One of the things that struck me about this episode is how the show is magnifying the ways women endure uses of force, and how they use it themselves. In George R.R. Martin’s universe, and feudal societies generally, men have a monopoly on the legitimate use of force. It’s a no-brainer that Bran would be trained to use a bow, no matter how much or how little aptitude he shows for it. When the Hound rides down the butcher’s boy who was practicing sword-fighting with Arya, what’s offensive within the context of Westeros’ values is less that he killed the boy, but his attitude about it: “He ran,” the Hound tells Ned Stark of the dead child, “but not very fast.” On the other hand, when women want to use force, they have to be sneaky about it. Having failed to persuade her husband to punish one of the Stark children after Arya’s wolf bites Prince Joffrey, Cersei Lannister manipulates King Robert into killing one of the wolves. She can’t hurt the Stark children because they’re protected by their father’s position as Hand of the King, and she can’t kill the direwolf herself, so she has to come up with a compromise that will persuade someone else to commit violence on her behalf.

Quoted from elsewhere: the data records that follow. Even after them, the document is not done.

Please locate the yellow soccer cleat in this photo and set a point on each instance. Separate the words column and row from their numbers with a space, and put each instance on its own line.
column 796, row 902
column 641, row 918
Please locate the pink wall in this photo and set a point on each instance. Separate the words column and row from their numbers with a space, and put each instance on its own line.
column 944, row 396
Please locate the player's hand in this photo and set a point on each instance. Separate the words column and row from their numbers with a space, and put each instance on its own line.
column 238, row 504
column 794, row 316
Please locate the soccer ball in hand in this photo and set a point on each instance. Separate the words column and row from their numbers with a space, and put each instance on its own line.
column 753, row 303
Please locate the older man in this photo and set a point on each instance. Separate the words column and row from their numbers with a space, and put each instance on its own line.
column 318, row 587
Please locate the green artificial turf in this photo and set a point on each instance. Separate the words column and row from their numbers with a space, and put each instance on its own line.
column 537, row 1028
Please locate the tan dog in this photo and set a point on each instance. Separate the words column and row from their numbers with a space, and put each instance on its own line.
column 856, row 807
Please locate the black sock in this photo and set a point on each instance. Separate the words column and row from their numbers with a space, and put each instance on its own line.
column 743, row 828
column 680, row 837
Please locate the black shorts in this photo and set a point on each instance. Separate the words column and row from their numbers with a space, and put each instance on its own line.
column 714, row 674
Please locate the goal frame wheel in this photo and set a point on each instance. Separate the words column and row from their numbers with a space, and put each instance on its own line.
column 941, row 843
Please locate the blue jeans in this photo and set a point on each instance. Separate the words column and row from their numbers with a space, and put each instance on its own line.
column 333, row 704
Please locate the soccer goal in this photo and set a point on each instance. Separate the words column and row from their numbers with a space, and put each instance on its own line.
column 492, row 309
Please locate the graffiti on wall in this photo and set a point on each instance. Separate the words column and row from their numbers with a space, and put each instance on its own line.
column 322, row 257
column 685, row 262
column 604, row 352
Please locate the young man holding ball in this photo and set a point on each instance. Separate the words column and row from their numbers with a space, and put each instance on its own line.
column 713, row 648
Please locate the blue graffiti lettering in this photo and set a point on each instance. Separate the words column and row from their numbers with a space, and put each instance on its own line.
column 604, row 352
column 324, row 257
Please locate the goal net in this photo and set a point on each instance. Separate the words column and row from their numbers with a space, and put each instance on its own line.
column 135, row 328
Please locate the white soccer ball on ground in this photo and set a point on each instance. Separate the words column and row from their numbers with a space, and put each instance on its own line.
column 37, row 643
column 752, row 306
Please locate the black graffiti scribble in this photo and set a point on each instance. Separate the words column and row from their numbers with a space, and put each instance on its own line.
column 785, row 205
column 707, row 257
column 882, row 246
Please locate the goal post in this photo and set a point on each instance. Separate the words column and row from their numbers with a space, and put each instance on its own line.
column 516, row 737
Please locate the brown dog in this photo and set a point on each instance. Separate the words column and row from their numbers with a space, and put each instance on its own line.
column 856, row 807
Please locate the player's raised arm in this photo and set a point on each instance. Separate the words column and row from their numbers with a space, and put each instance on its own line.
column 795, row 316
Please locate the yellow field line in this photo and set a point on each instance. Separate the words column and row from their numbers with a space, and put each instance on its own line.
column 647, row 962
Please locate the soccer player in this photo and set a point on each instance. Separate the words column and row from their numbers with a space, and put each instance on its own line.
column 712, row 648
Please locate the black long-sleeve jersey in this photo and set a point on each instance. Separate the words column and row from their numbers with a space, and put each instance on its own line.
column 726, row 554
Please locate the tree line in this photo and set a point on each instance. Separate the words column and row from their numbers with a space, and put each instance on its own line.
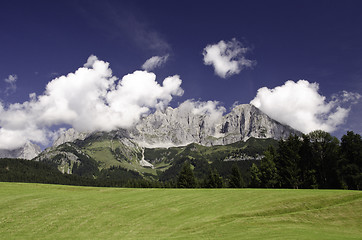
column 314, row 160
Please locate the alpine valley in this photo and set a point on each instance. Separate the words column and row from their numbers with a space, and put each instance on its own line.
column 157, row 146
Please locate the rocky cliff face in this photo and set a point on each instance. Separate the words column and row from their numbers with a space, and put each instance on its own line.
column 28, row 151
column 180, row 126
column 69, row 136
column 175, row 127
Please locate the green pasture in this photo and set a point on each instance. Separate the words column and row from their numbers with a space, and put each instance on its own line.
column 40, row 211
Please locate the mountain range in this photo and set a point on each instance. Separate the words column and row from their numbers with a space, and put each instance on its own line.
column 161, row 139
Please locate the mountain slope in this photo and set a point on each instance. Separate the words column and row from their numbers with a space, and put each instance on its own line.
column 179, row 127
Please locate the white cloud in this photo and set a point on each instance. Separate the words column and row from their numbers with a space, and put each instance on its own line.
column 299, row 105
column 89, row 99
column 154, row 62
column 11, row 81
column 228, row 58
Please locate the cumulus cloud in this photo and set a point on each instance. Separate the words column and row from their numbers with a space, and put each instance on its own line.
column 11, row 81
column 227, row 58
column 154, row 62
column 89, row 99
column 299, row 105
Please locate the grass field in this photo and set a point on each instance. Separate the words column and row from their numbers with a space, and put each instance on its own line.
column 36, row 211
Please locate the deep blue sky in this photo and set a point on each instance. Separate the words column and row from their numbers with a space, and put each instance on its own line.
column 320, row 41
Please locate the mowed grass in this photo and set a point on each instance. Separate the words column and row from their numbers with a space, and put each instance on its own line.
column 39, row 211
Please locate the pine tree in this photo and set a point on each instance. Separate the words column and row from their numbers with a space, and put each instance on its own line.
column 268, row 170
column 254, row 176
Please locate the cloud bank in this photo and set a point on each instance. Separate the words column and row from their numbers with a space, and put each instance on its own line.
column 299, row 105
column 90, row 99
column 154, row 62
column 227, row 58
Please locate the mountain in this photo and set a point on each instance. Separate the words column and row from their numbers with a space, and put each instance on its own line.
column 177, row 127
column 27, row 151
column 156, row 147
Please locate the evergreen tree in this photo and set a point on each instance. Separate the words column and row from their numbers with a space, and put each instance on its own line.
column 186, row 178
column 254, row 176
column 236, row 180
column 351, row 160
column 325, row 152
column 308, row 172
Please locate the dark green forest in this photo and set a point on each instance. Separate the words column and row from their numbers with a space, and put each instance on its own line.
column 314, row 160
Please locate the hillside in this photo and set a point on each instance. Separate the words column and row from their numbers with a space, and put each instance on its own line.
column 102, row 151
column 37, row 211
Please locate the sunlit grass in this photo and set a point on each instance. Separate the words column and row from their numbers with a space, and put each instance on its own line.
column 36, row 211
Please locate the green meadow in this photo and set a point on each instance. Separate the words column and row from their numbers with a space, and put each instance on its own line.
column 40, row 211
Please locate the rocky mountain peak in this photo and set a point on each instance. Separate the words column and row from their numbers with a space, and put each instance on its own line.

When women defend themselves, they’re circuitous about it: no matter how much she wants to be a warrior, Arya can’t bring herself to stab Joffrey after she disarms him, throwing his sword into the river instead, removing the potential of real violence from the equation. Dany’s decision to get herself sexually educated so her husband isn’t, in the parlance of one of her handmaidens, taking her “like a dog takes a bitch” is explicitly framed as her rising out of metaphorical slavery by becoming sexually dominant. And when a mysterious assassin attacks Bran, Cat doesn’t stab or disable him: instead, she grabs the blade of the knife, taking on the pain meant for her child in an act of self-sacrifice, rather than self-defense. If men are defined by their capacity to inflict pain thus far in the series, women are defined by their capacity to endure it.